Fu Jun-fen, Liang Li, Dong Guan-ping, Jiang You-jun, Zou Chao-chun
Department of Endocrinology, Children's Hospital of Zhejiang University, School of Medicine, Hangzhou 310003, China.
Zhonghua Er Ke Za Zhi. 2004 Dec;42(12):917-9.
The prevalence of obesity and of type 2 diabetes mellitus in children have increased in the Chinese population over the past two decades, and thus diabetes prevention has become a major concern of public health agencies. Identification of individuals at risk for diabetes is an essential first step in designing and implementing intervention programs. Insulin resistance is the hallmark of the pathophysiology of type 2 diabetes mellitus. Subjects with hyperinsulinemia and impaired glucose tolerance are well accepted as being at high risk for diabetes. Acanthosis nigricans (AN) has been proposed as a reliable marker of hyperinsulinemia, but its utility for predicting hyperinsulinemia has not been systematically evaluated in obese children. In order to further explore the relationship between obese childhood with benign acanthosis nigricans and insulin resistance and type 2 diabetes mellitus, we examined 19 obese children with benign acanthosis nigricans.

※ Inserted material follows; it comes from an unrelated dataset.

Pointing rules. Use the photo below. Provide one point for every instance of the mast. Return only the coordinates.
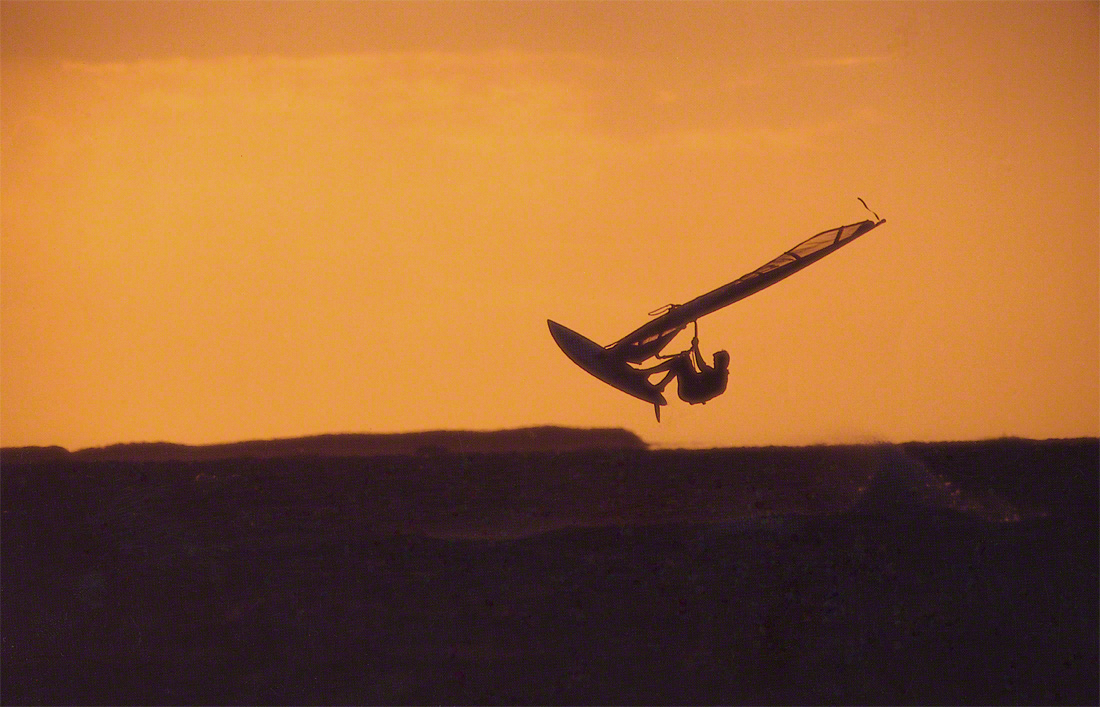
(649, 339)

Nineteen of seventy six obese children (25%) with BMI over 25 enrolled in the Children' Hospital of Zhejiang University School of Medicine fromJune 1st to September 1st in 2003 were studied. Skin biopsies were performed in these 19 obese children with acanthosis nigricans for final diagnosis. Levels of glucose, insulin, and glucose/insulin ratio were measured on fasting blood specimens and anthropometric parameters including waist/hip ratio, fat mass, body fat percentage and body mass index were examined. Oral glucose tolerance tests were also performed in these 19 children with benign acanthosis nigricans.

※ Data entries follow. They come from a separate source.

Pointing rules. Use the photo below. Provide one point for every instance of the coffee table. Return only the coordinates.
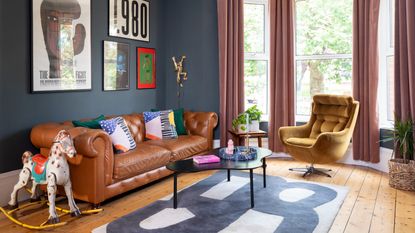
(187, 166)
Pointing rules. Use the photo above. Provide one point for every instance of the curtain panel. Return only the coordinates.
(365, 79)
(231, 64)
(405, 59)
(281, 70)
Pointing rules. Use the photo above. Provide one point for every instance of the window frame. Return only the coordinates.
(299, 117)
(386, 49)
(265, 55)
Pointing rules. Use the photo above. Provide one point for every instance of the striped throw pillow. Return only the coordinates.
(119, 133)
(160, 125)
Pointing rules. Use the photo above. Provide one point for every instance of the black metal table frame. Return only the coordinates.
(251, 182)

Anthropometric parameters including waist/hip ratio, fat mass, body fat percentage and body mass index as well as fasting insulin level in acanthosis nigricans group were significantly higher than that of healthy controls (P < 0.01). Fasting glucose to insulin ratio (FGIR) of these 19 obese children with benign acanthosis nigricans was 4.27 +/- 0.53, indicating apparent insulin resistance. One of them was diagnosed as type 2 diabetes mellitus and ten of them showed impaired oral glucose tolerance.

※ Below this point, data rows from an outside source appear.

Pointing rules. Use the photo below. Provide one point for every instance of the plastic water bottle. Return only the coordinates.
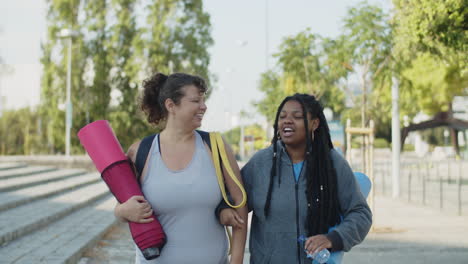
(319, 257)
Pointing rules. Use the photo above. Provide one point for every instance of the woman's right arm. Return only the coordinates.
(136, 209)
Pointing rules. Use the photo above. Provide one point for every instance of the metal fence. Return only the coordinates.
(442, 184)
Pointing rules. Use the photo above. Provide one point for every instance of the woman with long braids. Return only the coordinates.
(299, 186)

Childhood benign acanthosis nigricans is tightly associated with obesity, hyperinsulinemia, insuline resistance and type 2 diabetes mellitus, and may be used as a reliable index of insulin resistance.
在过去二十年中,中国儿童肥胖症和2型糖尿病的患病率有所上升,因此糖尿病预防已成为公共卫生机构的主要关注点。识别糖尿病高危个体是设计和实施干预项目的重要第一步。胰岛素抵抗是2型糖尿病病理生理学的标志。高胰岛素血症和糖耐量受损的个体被公认为糖尿病高危人群。黑棘皮病(AN)已被提议作为高胰岛素血症的可靠标志物,但其在预测肥胖儿童高胰岛素血症方面的效用尚未得到系统评估。为了进一步探讨肥胖儿童伴良性黑棘皮病与胰岛素抵抗及2型糖尿病之间的关系,我们对19例肥胖伴良性黑棘皮病儿童进行了检查。
选取2003年6月1日至9月1日在浙江大学医学院附属儿童医院登记的76例BMI超过25的肥胖儿童中的19例(25%)进行研究。对这19例肥胖伴黑棘皮病儿童进行皮肤活检以明确诊断。检测空腹血标本中的血糖、胰岛素水平以及血糖/胰岛素比值,并检查包括腰臀比、脂肪量、体脂百分比和体重指数在内的人体测量参数。对这19例伴良性黑棘皮病的儿童还进行了口服葡萄糖耐量试验。
黑棘皮病组的人体测量参数包括腰臀比、脂肪量、体脂百分比和体重指数以及空腹胰岛素水平均显著高于健康对照组(P < 0.01)。这19例肥胖伴良性黑棘皮病儿童的空腹血糖与胰岛素比值(FGIR)为4.27±0.53,表明存在明显的胰岛素抵抗。其中1例被诊断为患2型糖尿病,10例口服葡萄糖耐量受损。
儿童良性黑棘皮病与肥胖、高胰岛素血症、胰岛素抵抗及2型糖尿病密切相关,可作为胰岛素抵抗的可靠指标。